Ms. Cheney, 46, is showing up everywhere in the state, from chicken dinners to cattle growers’ meetings, sometimes with her parents in tow. She has made it clear that she wants to run for the Senate seat now held byMichael B. Enzi, a soft-spoken Republican and onetime fly-fishing partner of her father.
But Ms. Cheney’s move threatens to start a civil war within the state’s Republican establishment, despite the reverence many hold for her family.
Mr. Enzi, 69, says he is not ready to retire, and many Republicans say he has done nothing to deserve being turned out.
It would bring about “the destruction of the Republican Party of Wyoming if she decides to run and he runs, too,” Alan K. Simpson, a former Republican senator from the state, said in an interview last week. “It’s a disaster — a divisive, ugly situation — and all it does is open the door for the Democrats for 20 years.”

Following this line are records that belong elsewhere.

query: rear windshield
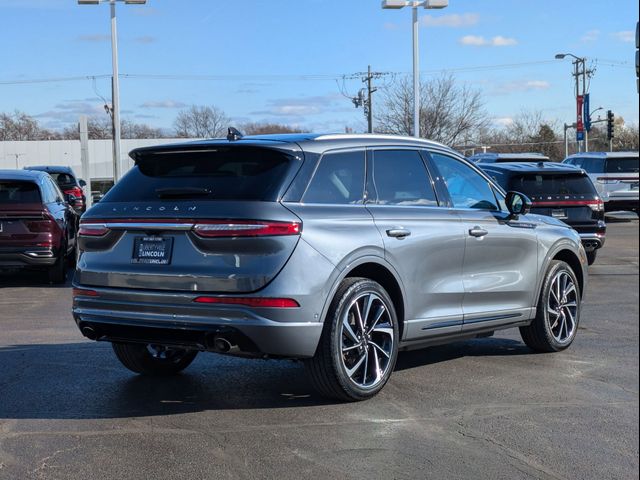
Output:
[607,157,640,173]
[0,180,41,205]
[510,173,597,197]
[49,173,76,187]
[101,147,291,202]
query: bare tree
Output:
[0,110,58,141]
[376,75,489,145]
[240,122,303,135]
[173,105,229,138]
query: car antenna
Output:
[227,127,243,142]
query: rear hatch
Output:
[0,179,51,251]
[77,144,302,293]
[509,171,604,227]
[596,157,640,198]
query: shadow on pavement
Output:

The developments underscore the complicated relationship between the Beltway-centered Cheney family and the sparsely populated state that provided its political base. Dick and Lynne Cheney, who divide their time between McLean, Va., a home on the Eastern Shore of Maryland and a house near Jackson Hole, Wyo., are widely admired here.
Liz Cheney, who grew up in McLean and moved her family to the Jackson Hole area last year, is eager to establish her Cowboy State credentials, peppering social media sites with photos of her children’s horse-riding competitions and descriptions of Wyoming as “God’s Country.”
Ms. Cheney’s ambitions reflect a greater tension within the Republican Party as a younger generation feels less reluctance to challenge incumbents in the party, especially if they are seen as too consensus-minded or insufficiently conservative.
Mr. Enzi is known as a studious, low-key legislator who worked well with Senator Edward M. Kennedy. He avoids political talk shows because, he says, their goal is to get guests to “beat up on their colleagues.”
In an interview last week after a town hall-style meeting at the county fairgrounds here, a few feet from a plaque marking the site of Mr. Cheney’s first political speech, Mr. Enzi revealed that Ms. Cheney told him this year that she was thinking about challenging him in 2014.
“She called me and said that she’s looking at it,” he said.
And did Ms. Cheney ask Mr. Enzi, now in his third term, if he was planning to run again?
“No,” Mr. Enzi said.
Unlike former Republican colleagues who were felled in recent elections because they lost touch with home or cast votes that angered Republicans, Mr. Enzi has a reliably conservative record and has not offered critics much fodder. And at his town meetings, even as constituents flashed anger at Washington and assorted powers “back East,” none showed any ill will toward him.
“I know of no one who doesn’t want Mike Enzi to run for the Senate again,” said Douglas W. Chamberlain, a former Wyoming House speaker.
Mr. Enzi noted with a soft chuckle, “There’s at least one person out there who wants me to retire.”
Ms. Cheney declined to comment.
What has startled some people here is not just the fact that Ms. Cheney is seemingly trying to nudge Mr. Enzi into retirement, but that she appears to be doing so with a hand from her father.
The former vice president and Mr. Enzi have been friends since the 1970s, when Mr. Cheney was Wyoming’s at-large congressman and Mr. Enzi was the mayor of Gillette. They became closer, Mr. Enzi recalled, over a shared passion: fly-fishing. The two were on the same team competing in a popular annual One Fly tournament — fishing with the same fly lure all day — in the Snake River.
But Mr. Enzi said he had not recently heard from the man he calls his “good friend.”
“I would expect that he’d call before she declares,” Mr. Enzi said of Mr. Cheney.
Wyoming has been a reliably Republican state for decades, of course. The last Democratic Senator left office in 1977, for example, and the last time it went for a Democrat for President was in LBJ’s 1964 landslide (although Democrats have had more success getting elected to the Governor’s office.) Therefore, it’s likely that whomever wins this fight between Enzi and Cheney will end up winning in November. All the same, though, it seems clear that a knock-down drag-out fight between Cheney and Enzi is likely to generate some bad blood among Wyoming Republicans that they haven’t seen in quite a while.
So, get out the popcorn for this one.